"It's not a cafeteria; you can't pick and choose,” the superintendent told Woodbridge homeschooling mom Shay Seaborne.
Seaborne has been fighting for the right to choose for several years now.We should be able to pick and choose. Every parent should be able to pick and choose. And that could help expand services, greatly reduce bullying and the ill effects of mass socialization, strengthen families and communities, and help schools grow more effective in every community.
Schools are very reluctant to allow parents to participate fully in the education of their children because schools have become accustomed to compulsory attendance laws that ensure no one can ever question anything. Consequently, we have a school system without any real checks or balances on their power and that has made it a self-perpetuating bureaucracy. There isn't any structural pushback or way for citizens to have some say over a service that their children are forced to use.
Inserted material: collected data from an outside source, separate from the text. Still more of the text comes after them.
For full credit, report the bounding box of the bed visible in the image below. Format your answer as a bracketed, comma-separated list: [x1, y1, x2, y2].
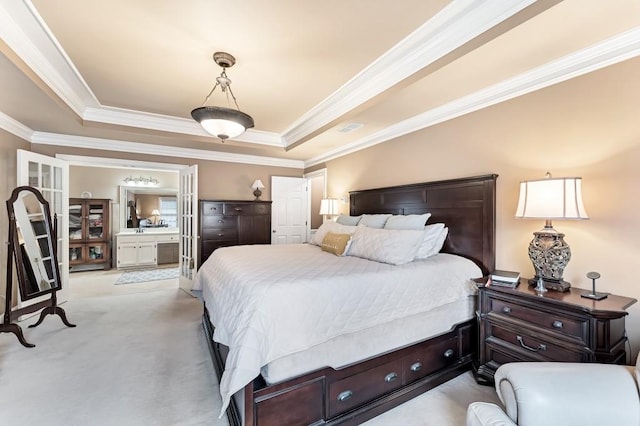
[198, 174, 497, 425]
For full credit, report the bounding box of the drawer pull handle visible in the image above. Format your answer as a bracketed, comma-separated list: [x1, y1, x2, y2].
[517, 335, 546, 352]
[337, 390, 353, 402]
[384, 372, 398, 383]
[210, 207, 217, 211]
[502, 306, 511, 314]
[234, 207, 243, 212]
[552, 320, 563, 329]
[218, 220, 224, 223]
[443, 349, 455, 358]
[217, 233, 224, 237]
[410, 362, 422, 372]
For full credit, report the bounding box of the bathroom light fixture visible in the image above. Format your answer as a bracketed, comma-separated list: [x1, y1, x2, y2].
[515, 172, 589, 292]
[191, 52, 254, 142]
[123, 176, 159, 186]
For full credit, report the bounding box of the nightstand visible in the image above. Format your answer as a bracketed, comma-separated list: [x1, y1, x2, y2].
[475, 278, 637, 384]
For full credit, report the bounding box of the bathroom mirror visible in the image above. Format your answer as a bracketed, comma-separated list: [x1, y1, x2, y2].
[1, 186, 75, 348]
[119, 186, 178, 231]
[8, 186, 60, 300]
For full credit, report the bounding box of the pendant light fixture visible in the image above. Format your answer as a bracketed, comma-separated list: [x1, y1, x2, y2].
[191, 52, 254, 142]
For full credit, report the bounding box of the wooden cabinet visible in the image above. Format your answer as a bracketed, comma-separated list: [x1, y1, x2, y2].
[69, 198, 111, 270]
[199, 200, 272, 266]
[476, 279, 637, 383]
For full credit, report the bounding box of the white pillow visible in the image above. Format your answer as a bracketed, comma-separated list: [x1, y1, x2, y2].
[336, 215, 362, 226]
[416, 226, 448, 259]
[357, 214, 392, 229]
[347, 227, 423, 265]
[414, 223, 446, 259]
[384, 213, 431, 230]
[312, 221, 357, 246]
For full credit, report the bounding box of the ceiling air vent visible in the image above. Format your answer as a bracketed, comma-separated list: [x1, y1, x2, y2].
[337, 122, 363, 133]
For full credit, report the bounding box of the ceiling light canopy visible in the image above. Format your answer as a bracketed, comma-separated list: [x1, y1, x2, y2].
[191, 52, 254, 142]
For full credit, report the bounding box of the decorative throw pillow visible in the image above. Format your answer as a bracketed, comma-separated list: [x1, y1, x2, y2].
[336, 214, 362, 226]
[347, 226, 423, 265]
[312, 221, 356, 246]
[321, 232, 352, 256]
[384, 213, 431, 230]
[357, 214, 392, 229]
[414, 223, 446, 259]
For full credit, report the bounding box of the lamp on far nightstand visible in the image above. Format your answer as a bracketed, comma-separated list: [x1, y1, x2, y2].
[319, 198, 339, 221]
[515, 172, 589, 292]
[251, 180, 265, 201]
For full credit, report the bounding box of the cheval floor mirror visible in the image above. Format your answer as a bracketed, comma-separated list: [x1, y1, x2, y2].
[1, 186, 75, 347]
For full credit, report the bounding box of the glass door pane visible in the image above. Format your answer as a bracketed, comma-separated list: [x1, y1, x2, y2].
[87, 202, 105, 239]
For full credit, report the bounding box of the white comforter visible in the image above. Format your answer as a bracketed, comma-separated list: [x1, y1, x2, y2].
[194, 244, 481, 414]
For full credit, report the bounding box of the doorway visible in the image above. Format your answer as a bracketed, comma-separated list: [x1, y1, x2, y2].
[53, 154, 198, 298]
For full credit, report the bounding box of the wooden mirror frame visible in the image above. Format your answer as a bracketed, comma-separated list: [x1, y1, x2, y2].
[1, 186, 75, 348]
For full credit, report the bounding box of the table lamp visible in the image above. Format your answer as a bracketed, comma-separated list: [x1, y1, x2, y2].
[319, 198, 339, 221]
[515, 172, 589, 292]
[251, 180, 265, 201]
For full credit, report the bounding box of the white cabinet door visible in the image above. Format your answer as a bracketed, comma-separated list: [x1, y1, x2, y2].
[138, 241, 157, 265]
[117, 241, 139, 268]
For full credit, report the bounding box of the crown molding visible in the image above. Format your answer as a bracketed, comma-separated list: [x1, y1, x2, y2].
[56, 154, 188, 171]
[0, 1, 99, 115]
[305, 27, 640, 168]
[31, 132, 304, 169]
[282, 0, 538, 146]
[0, 111, 34, 140]
[83, 106, 285, 147]
[3, 0, 536, 149]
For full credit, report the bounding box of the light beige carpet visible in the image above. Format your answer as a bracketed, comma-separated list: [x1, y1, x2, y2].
[0, 284, 500, 425]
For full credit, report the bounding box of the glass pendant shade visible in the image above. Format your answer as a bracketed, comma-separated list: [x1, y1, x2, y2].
[191, 106, 254, 141]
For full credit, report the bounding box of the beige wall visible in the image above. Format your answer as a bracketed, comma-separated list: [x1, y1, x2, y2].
[0, 131, 31, 314]
[69, 166, 179, 200]
[325, 57, 640, 357]
[33, 145, 303, 201]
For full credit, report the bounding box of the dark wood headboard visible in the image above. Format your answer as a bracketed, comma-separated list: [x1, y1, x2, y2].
[349, 174, 497, 275]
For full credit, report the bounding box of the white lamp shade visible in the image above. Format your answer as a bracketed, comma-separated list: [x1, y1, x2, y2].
[151, 209, 160, 216]
[319, 198, 339, 215]
[515, 177, 588, 220]
[251, 180, 265, 190]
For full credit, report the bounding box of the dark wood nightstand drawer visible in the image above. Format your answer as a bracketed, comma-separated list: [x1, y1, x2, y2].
[201, 215, 237, 229]
[476, 283, 636, 383]
[487, 322, 585, 362]
[490, 297, 588, 343]
[328, 359, 403, 417]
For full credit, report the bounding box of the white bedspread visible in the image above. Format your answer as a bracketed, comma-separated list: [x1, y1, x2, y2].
[194, 244, 481, 414]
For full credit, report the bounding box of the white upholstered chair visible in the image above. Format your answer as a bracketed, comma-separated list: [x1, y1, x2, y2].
[466, 354, 640, 426]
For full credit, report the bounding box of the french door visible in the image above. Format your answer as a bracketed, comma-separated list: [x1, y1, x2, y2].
[16, 149, 69, 306]
[178, 165, 198, 293]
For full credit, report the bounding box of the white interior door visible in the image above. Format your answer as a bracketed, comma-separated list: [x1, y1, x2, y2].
[17, 149, 69, 306]
[271, 176, 308, 244]
[178, 165, 198, 292]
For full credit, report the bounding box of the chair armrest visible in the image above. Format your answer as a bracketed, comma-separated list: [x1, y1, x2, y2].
[495, 362, 639, 426]
[466, 402, 516, 426]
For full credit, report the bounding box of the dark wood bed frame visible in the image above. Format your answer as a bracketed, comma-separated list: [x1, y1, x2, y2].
[203, 174, 497, 425]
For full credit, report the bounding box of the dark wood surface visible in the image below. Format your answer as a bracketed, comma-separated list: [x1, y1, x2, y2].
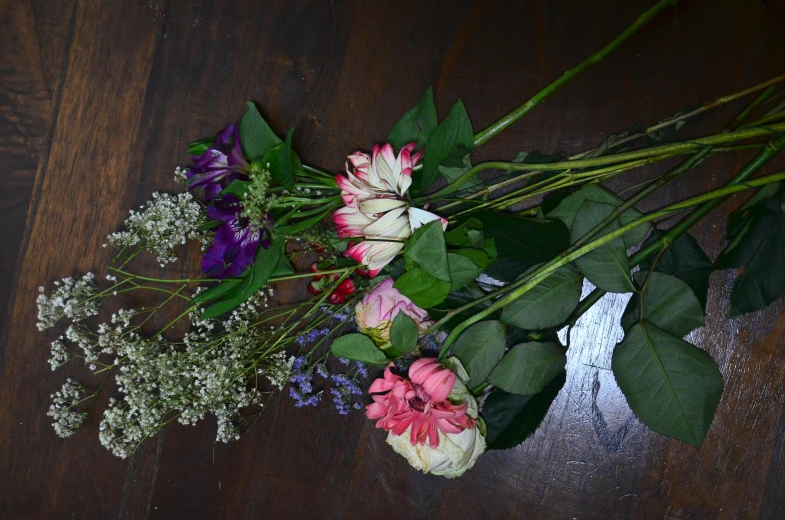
[2, 1, 785, 518]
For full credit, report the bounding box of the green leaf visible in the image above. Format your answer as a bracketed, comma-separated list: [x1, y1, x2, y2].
[439, 155, 481, 190]
[547, 184, 648, 248]
[275, 203, 335, 235]
[198, 219, 223, 232]
[404, 221, 450, 282]
[500, 264, 583, 330]
[612, 321, 723, 446]
[421, 99, 474, 191]
[388, 87, 438, 150]
[487, 342, 567, 395]
[447, 253, 482, 291]
[640, 230, 711, 309]
[621, 271, 705, 336]
[187, 137, 214, 155]
[444, 218, 484, 248]
[389, 313, 418, 354]
[330, 334, 388, 365]
[450, 320, 507, 388]
[192, 278, 243, 306]
[200, 240, 284, 319]
[272, 253, 294, 277]
[220, 180, 251, 198]
[482, 371, 566, 450]
[714, 188, 785, 316]
[393, 267, 451, 308]
[570, 201, 634, 293]
[261, 128, 297, 190]
[473, 211, 569, 283]
[239, 101, 282, 160]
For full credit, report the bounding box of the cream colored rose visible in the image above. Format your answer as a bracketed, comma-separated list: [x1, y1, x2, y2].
[384, 357, 486, 478]
[386, 423, 486, 478]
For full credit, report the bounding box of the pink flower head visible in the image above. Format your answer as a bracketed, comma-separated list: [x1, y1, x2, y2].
[366, 358, 475, 448]
[355, 279, 432, 345]
[333, 143, 447, 276]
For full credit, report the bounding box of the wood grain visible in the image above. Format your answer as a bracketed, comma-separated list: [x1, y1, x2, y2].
[1, 1, 785, 518]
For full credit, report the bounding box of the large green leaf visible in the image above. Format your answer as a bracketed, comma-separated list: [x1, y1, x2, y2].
[393, 267, 451, 308]
[450, 320, 506, 388]
[714, 187, 785, 316]
[500, 264, 583, 330]
[621, 271, 705, 336]
[570, 201, 634, 293]
[261, 128, 297, 190]
[473, 211, 569, 283]
[546, 184, 648, 248]
[487, 342, 566, 395]
[421, 99, 474, 191]
[200, 239, 285, 319]
[388, 88, 438, 150]
[612, 321, 723, 446]
[640, 230, 711, 309]
[389, 313, 418, 354]
[239, 101, 282, 160]
[404, 221, 450, 282]
[448, 253, 483, 291]
[482, 371, 566, 450]
[330, 334, 388, 365]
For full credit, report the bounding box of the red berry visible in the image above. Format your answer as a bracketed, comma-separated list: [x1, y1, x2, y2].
[309, 262, 324, 280]
[311, 242, 327, 253]
[328, 290, 345, 304]
[307, 281, 323, 295]
[336, 279, 356, 295]
[355, 268, 370, 277]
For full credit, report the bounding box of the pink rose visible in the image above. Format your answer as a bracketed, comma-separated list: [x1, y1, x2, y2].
[365, 358, 474, 447]
[355, 278, 433, 346]
[367, 357, 486, 478]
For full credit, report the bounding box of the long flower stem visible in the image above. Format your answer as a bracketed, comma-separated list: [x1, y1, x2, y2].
[568, 133, 785, 324]
[472, 0, 679, 147]
[426, 123, 785, 201]
[436, 167, 785, 360]
[566, 84, 776, 252]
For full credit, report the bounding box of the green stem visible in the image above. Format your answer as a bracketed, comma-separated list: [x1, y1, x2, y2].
[426, 123, 785, 201]
[436, 167, 785, 360]
[472, 0, 678, 147]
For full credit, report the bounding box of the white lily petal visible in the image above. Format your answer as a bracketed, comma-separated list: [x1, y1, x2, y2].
[362, 206, 408, 237]
[359, 198, 408, 214]
[408, 207, 446, 233]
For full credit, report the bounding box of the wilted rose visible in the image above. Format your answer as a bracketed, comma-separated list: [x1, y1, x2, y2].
[368, 357, 486, 478]
[355, 278, 432, 346]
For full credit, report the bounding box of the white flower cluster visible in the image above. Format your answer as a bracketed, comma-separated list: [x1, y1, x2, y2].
[241, 167, 277, 223]
[47, 379, 88, 438]
[261, 351, 295, 390]
[106, 192, 207, 266]
[95, 286, 280, 457]
[36, 273, 99, 331]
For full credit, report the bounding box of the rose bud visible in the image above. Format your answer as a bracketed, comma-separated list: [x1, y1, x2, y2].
[354, 278, 432, 346]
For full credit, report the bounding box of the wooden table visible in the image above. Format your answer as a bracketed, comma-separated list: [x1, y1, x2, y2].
[2, 1, 785, 518]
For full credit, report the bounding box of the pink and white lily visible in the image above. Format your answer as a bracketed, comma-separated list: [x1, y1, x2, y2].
[333, 143, 447, 276]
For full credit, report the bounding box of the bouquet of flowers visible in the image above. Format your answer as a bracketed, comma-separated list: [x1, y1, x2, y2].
[37, 0, 785, 478]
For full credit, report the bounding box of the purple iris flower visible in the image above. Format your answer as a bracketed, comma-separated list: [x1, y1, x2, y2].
[201, 195, 272, 278]
[187, 125, 249, 201]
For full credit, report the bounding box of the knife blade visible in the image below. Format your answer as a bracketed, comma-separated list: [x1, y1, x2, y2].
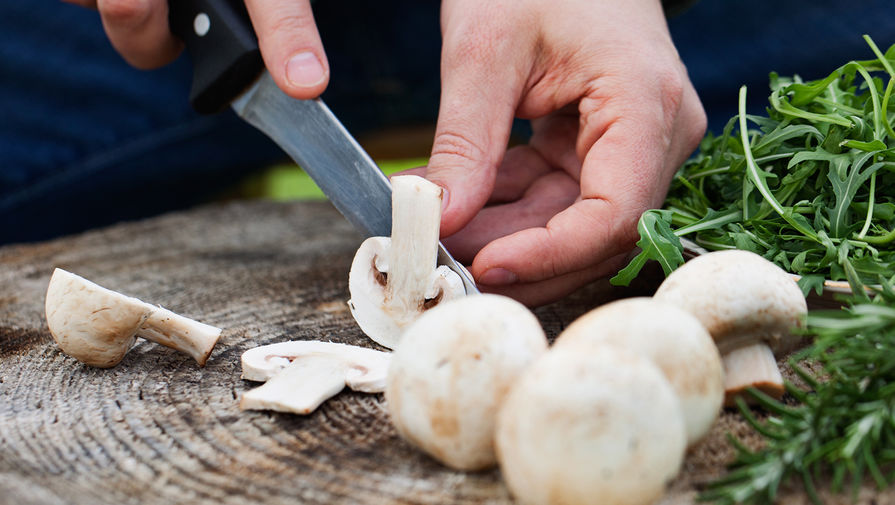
[167, 0, 477, 294]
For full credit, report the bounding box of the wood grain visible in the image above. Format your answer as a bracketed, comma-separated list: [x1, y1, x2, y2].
[0, 200, 891, 505]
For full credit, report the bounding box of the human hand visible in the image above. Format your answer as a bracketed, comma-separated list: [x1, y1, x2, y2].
[425, 0, 707, 306]
[62, 0, 329, 99]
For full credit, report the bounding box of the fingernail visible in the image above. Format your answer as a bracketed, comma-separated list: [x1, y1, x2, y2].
[478, 268, 519, 286]
[286, 51, 326, 88]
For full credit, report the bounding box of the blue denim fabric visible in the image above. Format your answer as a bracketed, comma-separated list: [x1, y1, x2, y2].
[0, 0, 443, 244]
[1, 0, 892, 244]
[668, 0, 895, 134]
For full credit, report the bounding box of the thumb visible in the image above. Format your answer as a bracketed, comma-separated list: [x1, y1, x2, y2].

It is a recipe for the overgrown system that we have now.
Next, Seaborne challenged the PWCS policy of refusing to allow non-public school students to be partially enrolled.
“With state law providing .5 ADM for each student taking two classes, and this being on a space-available basis, it made no sense to me to bar these children from class,” Seaborne said.
When Seaborne asked the superintendent at the time to change this policy, he responded, “It’s not a cafeteria; you can’t pick and choose.”
Seaborne then invited school board members and candidates to meet with the FOLC Eclectic Homeschoolers group that she had founded. After a discussion of the partial enrollment issue, the homeschooling group began to draft a new partial enrollment policy.
Seaborne and the rest of the group reminded the school board that homeschooling families could also choose not to respond to the Triennial School Census, which counts all children, including those who are homeschooled, and which affects public school funding.
“If all homeschoolers in PWC, over the three year period covered by the census, it would cost the school division about $2.5 million,” she said. “As we expected, the mention of $2.5 million served as a wake-up.”